The above equation shows that deviatoric and volumetric components of the isotropic linear stiffness can be considered separately. This means that

From purely volumetric strain \(\dot{\varepsilon}_{kl} = \delta_{kl} \dfrac{1}{3} \dot{\varepsilon}_{vol}\) only changes in hydrostatic stress (pressure) result:

\[ \dot{\sigma}_{ij} = \left( \lambda \delta_{ij} \delta_{kl} + 2 \mu I_{ijkl} \right) \delta_{kl} \dfrac{1}{3} \dot{\varepsilon}_{vol} = \delta_{ij} \left( \lambda + 2 \mu \right) \dfrac{1}{3} \dot{\varepsilon}_{vol} \]

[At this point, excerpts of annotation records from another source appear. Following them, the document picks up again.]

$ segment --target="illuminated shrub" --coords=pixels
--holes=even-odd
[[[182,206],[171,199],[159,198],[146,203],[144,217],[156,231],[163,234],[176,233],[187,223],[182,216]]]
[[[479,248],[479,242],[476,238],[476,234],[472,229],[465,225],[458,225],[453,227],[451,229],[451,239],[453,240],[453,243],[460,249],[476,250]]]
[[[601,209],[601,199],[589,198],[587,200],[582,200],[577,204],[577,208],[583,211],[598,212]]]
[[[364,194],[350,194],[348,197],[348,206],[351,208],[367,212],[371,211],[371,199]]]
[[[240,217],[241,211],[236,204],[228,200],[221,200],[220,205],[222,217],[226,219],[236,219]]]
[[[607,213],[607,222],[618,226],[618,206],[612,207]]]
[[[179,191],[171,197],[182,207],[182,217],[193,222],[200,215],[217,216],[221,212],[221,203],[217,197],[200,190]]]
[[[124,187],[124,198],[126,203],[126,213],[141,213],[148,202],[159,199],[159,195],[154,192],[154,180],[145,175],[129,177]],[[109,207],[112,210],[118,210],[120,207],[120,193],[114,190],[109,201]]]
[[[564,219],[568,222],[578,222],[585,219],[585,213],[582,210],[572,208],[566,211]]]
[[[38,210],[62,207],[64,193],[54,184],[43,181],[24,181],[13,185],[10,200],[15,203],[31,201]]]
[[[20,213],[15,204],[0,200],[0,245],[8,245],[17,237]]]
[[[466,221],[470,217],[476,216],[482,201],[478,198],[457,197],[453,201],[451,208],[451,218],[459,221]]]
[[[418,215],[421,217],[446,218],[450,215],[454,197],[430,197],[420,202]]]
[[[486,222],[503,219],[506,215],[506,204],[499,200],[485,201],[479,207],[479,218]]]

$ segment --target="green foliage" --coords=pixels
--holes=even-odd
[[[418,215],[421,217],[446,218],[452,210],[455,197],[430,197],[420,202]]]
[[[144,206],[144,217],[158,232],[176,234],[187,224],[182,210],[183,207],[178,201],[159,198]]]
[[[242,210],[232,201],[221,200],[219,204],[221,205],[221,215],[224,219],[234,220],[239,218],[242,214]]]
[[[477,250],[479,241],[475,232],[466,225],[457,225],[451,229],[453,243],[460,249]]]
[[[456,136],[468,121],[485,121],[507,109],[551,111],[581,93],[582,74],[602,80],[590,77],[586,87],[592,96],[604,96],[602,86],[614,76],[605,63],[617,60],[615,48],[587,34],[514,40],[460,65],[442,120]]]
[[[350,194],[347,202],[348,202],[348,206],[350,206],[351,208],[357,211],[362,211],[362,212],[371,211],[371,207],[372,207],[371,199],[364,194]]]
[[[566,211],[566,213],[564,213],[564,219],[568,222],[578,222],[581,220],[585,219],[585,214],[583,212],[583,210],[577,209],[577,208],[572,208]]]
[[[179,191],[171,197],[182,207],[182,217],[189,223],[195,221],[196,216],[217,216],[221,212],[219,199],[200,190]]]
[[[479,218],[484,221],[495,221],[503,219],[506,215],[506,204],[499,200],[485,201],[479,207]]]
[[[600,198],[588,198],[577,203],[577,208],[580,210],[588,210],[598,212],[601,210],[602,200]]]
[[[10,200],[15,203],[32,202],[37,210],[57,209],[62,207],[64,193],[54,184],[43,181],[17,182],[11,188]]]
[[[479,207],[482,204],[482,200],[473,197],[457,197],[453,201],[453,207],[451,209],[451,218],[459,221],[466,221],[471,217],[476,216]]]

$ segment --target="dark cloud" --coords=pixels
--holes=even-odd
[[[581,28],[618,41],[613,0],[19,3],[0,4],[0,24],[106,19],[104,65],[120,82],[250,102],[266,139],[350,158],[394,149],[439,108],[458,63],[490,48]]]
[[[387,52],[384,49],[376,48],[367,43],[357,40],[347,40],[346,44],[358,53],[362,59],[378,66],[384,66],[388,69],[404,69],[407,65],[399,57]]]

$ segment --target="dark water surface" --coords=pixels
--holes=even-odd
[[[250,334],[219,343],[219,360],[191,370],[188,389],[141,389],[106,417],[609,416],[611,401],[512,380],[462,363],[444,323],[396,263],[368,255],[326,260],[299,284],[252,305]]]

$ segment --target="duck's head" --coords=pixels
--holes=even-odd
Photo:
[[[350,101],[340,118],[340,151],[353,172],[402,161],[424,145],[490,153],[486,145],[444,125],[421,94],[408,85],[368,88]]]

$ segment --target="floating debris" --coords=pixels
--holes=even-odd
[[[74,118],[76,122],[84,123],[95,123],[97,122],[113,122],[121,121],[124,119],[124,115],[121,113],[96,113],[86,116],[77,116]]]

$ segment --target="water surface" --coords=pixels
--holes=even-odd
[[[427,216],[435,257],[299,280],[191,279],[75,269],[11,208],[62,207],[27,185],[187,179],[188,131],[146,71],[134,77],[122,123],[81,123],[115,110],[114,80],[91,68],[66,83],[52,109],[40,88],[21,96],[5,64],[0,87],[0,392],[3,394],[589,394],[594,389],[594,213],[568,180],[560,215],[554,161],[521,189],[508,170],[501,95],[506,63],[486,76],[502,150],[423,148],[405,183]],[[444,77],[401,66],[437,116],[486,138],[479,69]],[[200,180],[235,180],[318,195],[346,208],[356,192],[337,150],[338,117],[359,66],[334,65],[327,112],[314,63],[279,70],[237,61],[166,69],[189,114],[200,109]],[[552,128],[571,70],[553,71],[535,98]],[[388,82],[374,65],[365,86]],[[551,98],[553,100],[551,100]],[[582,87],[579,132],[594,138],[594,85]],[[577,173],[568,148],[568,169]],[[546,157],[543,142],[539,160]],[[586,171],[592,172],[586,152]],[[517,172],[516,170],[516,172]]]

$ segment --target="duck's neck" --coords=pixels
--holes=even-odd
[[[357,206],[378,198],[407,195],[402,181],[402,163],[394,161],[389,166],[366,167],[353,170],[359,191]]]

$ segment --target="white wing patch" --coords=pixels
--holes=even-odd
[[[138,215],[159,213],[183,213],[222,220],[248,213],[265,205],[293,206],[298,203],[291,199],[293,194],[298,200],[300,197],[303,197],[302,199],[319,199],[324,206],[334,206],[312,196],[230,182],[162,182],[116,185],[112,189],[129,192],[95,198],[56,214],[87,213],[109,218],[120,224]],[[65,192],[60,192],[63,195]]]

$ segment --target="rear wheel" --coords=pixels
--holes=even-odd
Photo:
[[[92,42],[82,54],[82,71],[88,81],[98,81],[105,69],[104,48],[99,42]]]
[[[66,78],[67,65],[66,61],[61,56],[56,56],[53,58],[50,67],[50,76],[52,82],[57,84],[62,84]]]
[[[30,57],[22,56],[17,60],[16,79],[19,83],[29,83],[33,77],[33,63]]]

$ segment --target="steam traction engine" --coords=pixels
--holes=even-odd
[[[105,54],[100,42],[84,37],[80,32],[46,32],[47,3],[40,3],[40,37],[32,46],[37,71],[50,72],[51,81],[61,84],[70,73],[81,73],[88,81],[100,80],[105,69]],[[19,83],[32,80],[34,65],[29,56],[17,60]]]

with the definition of the mean stress \(p=\dfrac{1}{3} \delta_{ij} \sigma_{ij}\) introduced in section Roscoe invariants the rate of mean stress \(\dot{p}\) reads

\[ \dot{p} = \dfrac{1}{3} \delta_{ij} \dot{\sigma}_{ij} = \left( \lambda + 2 \mu \right) \dot{\varepsilon}_{vol} = K \dot{\varepsilon}_{vol} \]

where \(K = \left( \lambda + 2 \mu \right) = \dfrac{E}{3(1-2\nu)}\) is called the bulk modulus.
Purely deviatoric strain \(\varepsilon_{kl}^*\), only result in changes in deviatoric stresses \(\sigma_{ij}^*\)

\[ \dot{\sigma}_{ij} = \left( \lambda \delta_{ij} \delta_{kl} + 2 \mu I_{ijkl} \right) \varepsilon_{kl}^* = 2 \mu \varepsilon_{ij}^* = 2 G \varepsilon_{ij}^* = \dot{\sigma}_{ij}^* \]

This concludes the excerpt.